For the second year in a row, IBM AIX UNIX running on the Power or “P” series servers, scored the highest reliability ratings among 15 different server operating system platforms – including Linux, Mac OS X, UNIX and Windows.
Those are the results of the ITIC 2009 Global Server Hardware and Server OS Reliability Survey which polled C-level executives and IT managers at 400 corporations from 20 countries worldwide. The results indicate that the IBM AIX operating system whether running on Big Blue’s Power servers (System p5s) is the clear winner, offering rock solid reliability. The IBM servers running AIX consistently score at least 99.99% or just 15 minutes of unplanned per server, per annum downtime.
Overall, the results showed improvements in reliability, patch management procedures and an across-the-board reduction in per server, per annum Tier 1, Tier 2 and the most severe Tier 3 outages. Among the other survey highlights:
- IBM leads all vendors for both server hardware and server OS reliability as well as the fewest number of Tier 1, Tier 2 and Tier 3 unplanned server outages per year. IBM AIX running on the System p5s had less than one unplanned outage incident per server in a 12 month period. More impressively, the IBM servers experience no Tier 3 outages. Tier 3 outages are the most severe and usually involve more than four hours or a half-day worth of downtime and can also result in lost data.
- HP UX also performed well though HP servers notch approximately 25 minutes more downtime than IBM servers, depending on model and configuration – or just under 40 minutes per server, per annum downtime.
- IT managers spend approximately 11minutes to apply patches to IBM servers running the AIX operating system, which is again, the least amount of time spent patching any server or operating system. The open source Ubuntu distribution is a close second with IT managers spending 12 minutes to apply patches, while IT managers in the Apple Mac OS X 10.x. Novell SuSE and customized Linux distribution environments each spend 15 to 19 minutes applying patches.

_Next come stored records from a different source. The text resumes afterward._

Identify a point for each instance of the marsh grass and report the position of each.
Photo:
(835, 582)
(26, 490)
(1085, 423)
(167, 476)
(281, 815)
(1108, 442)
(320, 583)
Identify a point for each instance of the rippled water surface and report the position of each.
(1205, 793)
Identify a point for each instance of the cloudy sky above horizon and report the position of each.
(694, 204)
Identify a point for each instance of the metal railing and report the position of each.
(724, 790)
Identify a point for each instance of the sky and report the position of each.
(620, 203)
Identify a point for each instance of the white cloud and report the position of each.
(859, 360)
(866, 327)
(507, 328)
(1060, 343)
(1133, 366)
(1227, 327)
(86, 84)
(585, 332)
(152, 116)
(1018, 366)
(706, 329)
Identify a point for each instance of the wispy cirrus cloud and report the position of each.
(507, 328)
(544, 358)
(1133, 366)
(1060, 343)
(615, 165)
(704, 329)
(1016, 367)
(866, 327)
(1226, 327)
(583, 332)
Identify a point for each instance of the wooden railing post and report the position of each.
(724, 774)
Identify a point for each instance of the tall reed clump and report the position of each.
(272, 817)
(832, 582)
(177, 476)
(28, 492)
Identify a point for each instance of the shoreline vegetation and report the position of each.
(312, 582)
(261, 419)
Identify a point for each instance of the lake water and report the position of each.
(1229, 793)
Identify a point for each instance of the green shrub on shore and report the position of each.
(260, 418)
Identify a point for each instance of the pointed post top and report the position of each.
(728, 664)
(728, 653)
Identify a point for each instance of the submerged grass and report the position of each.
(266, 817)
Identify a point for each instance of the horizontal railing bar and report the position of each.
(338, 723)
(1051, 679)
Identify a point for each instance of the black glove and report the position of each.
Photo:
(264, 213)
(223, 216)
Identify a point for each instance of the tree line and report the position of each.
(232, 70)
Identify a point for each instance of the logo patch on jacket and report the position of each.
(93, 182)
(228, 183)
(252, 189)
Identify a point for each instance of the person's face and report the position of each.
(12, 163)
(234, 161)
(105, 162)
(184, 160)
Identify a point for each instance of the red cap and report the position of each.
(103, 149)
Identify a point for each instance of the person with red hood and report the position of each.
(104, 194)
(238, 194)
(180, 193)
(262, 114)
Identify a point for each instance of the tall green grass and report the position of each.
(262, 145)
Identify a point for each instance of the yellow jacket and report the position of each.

- IBM also took top honors in another important category: IBM Power servers and AIX experience the lowest amount of the more severe Tier 2 and Tier 3 outages combined of any server hardware or server operating system. The combined total of Tier 2 and Tier 3 outages accounted for just 19% of all per server, per annum failures.
- Microsoft Windows Server 2003 and Windows Server 2008 showed the biggest improvements of any of the vendors. The Windows Server 2003 and 2008 operating systems running on Intel-based platforms saw a 35% reduction in the amount of unplanned per server, per annum downtime from 3.77 hours in 2008 to 2.42 hours in 2009. The number of annual Windows Server Tier 3 outages also decreased by 31% year over year and the time spent applying patches similarly decline by 35% from last year to 32 minutes in 2009.
- This year’s survey for the first time, also incorporated reliability results for the Apple Mac and OS X 10.x OS platform. The survey respondents indicated that Apple products are extremely competitive in an enterprise setting. IT managers spend approximately 15 minutes per server to apply patches and Apple Macs recorded just under 40 minutes of per server, per annum downtime.